Une équipe de scientifiques s'est servi du phénomène des échos lumineux pour étudier un trou noir supermassif. La technique a permis d'en savoir plus sur la couronne de l'objet.

Grâce aux échos lumineux émis par un trou noir, des scientifiques ont pu avoir une représentation plus précise des régions internes de cet objet céleste. Le 20 janvier 2020, ils ont expliqué dans la revue Nature Astronomy comment ils ont pu étudier la couronne d’un trou noir et sa dynamique.

« Les observations des galaxies actives nous indiquent qu’il doit y avoir une ‘couronne’ chaude d’électrons près du trou noir, qui constitue une fraction substantielle de leur luminosité totale », écrivent les auteurs. Ils ont voulu en savoir davantage sur l’environnement du trou noir de la galaxie active IRAS 13224–3809, située à un milliard d’années-lumière de la Terre.

Une représentation d’un trou noir. // Source : Flickr/CC/Roxanne Ready (photo recadrée)

Le trou noir (une région de l’espace dont le champ gravitationnel empêche tout rayonnement de sortir) de cette galaxie est supermassif, c’est-à-dire que sa masse représente au moins un million de fois celle du Soleil. Il est présenté comme « l’un des objets à rayons X les plus variables du ciel » par les scientifiques.

Qu’est-ce qu’un écho lumineux ?

Quand de la matière tombe dans un trou noir, cela provoque l’émission de rayons X. Comme pour le phénomène de l’écho sonore (la réflexion du son), un écho lumineux peut se produire lorsque le rayon lumineux interagit avec du gaz situé dans le voisinage du trou noir. Pour l’observateur, le phénomène peut donner l’impression que cette zone de l’espace est déformée, à cause de l’attraction gravitationnelle exercée par le trou noir. Ce sont ces échos lumineux que les chercheurs ont voulu exploiter afin d’obtenir un schéma plus complet de l’environnement du trou noir de la galaxie IRAS 13224–3809.

La technique permet d’obtenir une représentation dynamique de « la région immédiate autour du trou noir, qui est inaccessible autrement », constatent les auteurs. Grâce aux échos lumineux, il devient possible de mieux comprendre les régions les plus internes du trou noir. Les scientifiques ont par exemple constaté que la couronne avait changé de taille très vite, en à peine quelques jours (car l’écho lumineux changeait lui aussi). Ils ont aussi pu déterminer que le trou noir est deux millions de fois plus massif que le Soleil.

L’écho lumineux. // Source : Wikimedia/CC/Arkyan (annotations Numerama)

Une technique prometteuse pour l’étude des trous noirs lointains

Pour observer les échos lumineux autour de ce trou noir, les scientifiques se sont servis de XMM-Newton, un observatoire spatial de l’Agence spatiale européenne.
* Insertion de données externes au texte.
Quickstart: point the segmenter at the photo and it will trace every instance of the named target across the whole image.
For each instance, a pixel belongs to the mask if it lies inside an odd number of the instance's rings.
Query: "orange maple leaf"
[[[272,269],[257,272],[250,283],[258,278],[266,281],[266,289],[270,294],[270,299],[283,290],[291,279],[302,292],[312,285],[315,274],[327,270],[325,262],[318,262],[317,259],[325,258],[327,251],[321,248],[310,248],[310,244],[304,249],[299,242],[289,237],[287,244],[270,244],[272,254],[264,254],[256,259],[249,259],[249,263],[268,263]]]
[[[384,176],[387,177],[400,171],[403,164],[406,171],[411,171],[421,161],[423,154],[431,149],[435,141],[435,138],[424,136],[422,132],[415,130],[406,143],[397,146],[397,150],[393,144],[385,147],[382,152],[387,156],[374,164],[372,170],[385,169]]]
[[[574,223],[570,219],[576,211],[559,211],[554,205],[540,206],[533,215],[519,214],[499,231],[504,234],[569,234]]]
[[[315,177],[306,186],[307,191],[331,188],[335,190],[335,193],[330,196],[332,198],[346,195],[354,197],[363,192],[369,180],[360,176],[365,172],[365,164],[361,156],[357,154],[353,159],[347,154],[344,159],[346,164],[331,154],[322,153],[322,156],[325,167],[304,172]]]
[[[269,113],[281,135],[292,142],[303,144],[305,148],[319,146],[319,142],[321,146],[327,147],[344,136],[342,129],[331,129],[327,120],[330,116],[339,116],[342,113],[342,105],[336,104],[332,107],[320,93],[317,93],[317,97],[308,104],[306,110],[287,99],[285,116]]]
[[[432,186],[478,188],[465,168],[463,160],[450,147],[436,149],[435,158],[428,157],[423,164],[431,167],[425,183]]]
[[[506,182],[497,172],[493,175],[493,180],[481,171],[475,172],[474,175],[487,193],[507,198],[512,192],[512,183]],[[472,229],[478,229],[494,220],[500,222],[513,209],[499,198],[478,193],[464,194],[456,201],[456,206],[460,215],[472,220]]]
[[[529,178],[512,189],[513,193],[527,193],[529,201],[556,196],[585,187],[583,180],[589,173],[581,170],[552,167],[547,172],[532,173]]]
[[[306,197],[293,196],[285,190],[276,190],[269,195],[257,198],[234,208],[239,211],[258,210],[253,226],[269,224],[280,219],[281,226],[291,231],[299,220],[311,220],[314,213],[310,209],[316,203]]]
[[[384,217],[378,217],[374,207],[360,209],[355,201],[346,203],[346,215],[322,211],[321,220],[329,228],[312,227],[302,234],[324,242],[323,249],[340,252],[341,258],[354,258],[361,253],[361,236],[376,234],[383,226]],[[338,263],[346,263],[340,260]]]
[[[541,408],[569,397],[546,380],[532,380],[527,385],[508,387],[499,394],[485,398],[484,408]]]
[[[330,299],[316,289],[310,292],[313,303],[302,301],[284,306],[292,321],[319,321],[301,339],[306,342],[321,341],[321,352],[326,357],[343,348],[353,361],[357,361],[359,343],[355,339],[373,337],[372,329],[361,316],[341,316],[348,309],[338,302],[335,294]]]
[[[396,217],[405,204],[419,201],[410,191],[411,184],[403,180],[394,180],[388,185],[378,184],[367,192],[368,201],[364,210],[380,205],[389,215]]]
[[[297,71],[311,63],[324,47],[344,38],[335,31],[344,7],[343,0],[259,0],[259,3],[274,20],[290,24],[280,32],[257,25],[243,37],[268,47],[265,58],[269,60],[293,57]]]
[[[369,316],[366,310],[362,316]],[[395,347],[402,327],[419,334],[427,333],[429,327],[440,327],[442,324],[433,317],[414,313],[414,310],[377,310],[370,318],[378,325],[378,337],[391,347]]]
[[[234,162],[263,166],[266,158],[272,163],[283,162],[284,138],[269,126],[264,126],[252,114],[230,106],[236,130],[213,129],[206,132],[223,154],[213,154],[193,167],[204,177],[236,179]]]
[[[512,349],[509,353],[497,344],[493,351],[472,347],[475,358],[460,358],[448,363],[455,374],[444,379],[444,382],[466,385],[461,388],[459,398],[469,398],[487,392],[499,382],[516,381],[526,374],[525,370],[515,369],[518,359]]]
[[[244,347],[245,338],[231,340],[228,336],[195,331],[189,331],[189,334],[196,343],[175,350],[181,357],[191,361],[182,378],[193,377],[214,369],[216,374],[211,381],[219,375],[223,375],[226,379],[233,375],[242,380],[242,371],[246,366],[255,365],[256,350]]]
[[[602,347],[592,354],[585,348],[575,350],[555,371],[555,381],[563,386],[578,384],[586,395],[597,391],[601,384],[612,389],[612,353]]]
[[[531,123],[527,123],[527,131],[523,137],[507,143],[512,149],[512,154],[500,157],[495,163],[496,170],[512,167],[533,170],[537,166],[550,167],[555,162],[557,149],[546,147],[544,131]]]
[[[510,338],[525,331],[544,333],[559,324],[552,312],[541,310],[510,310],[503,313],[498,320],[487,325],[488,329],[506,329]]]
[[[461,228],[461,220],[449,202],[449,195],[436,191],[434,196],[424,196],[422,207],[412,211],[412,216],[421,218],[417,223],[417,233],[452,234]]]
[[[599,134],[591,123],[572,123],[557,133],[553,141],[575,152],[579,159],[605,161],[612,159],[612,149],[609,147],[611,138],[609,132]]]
Les observations ont été réalisées entre 2011 et 2016.

L’observation des trous noirs et de leur environnement proche en utilisant les échos lumineux est une technique prometteuse. Un projet comme celui de l’Event Horizon Telescope, qui a immortalisé la première image d’un trou noir en 2019, ne peut fonctionner qu’avec les trous noirs supermassifs les plus proches de la Terre (celui de M87 et celui de la Voie lactée). Il faut donc envisager d’autres méthodes, comme celle présentée dans cette étude, pour les trous noirs plus lointains.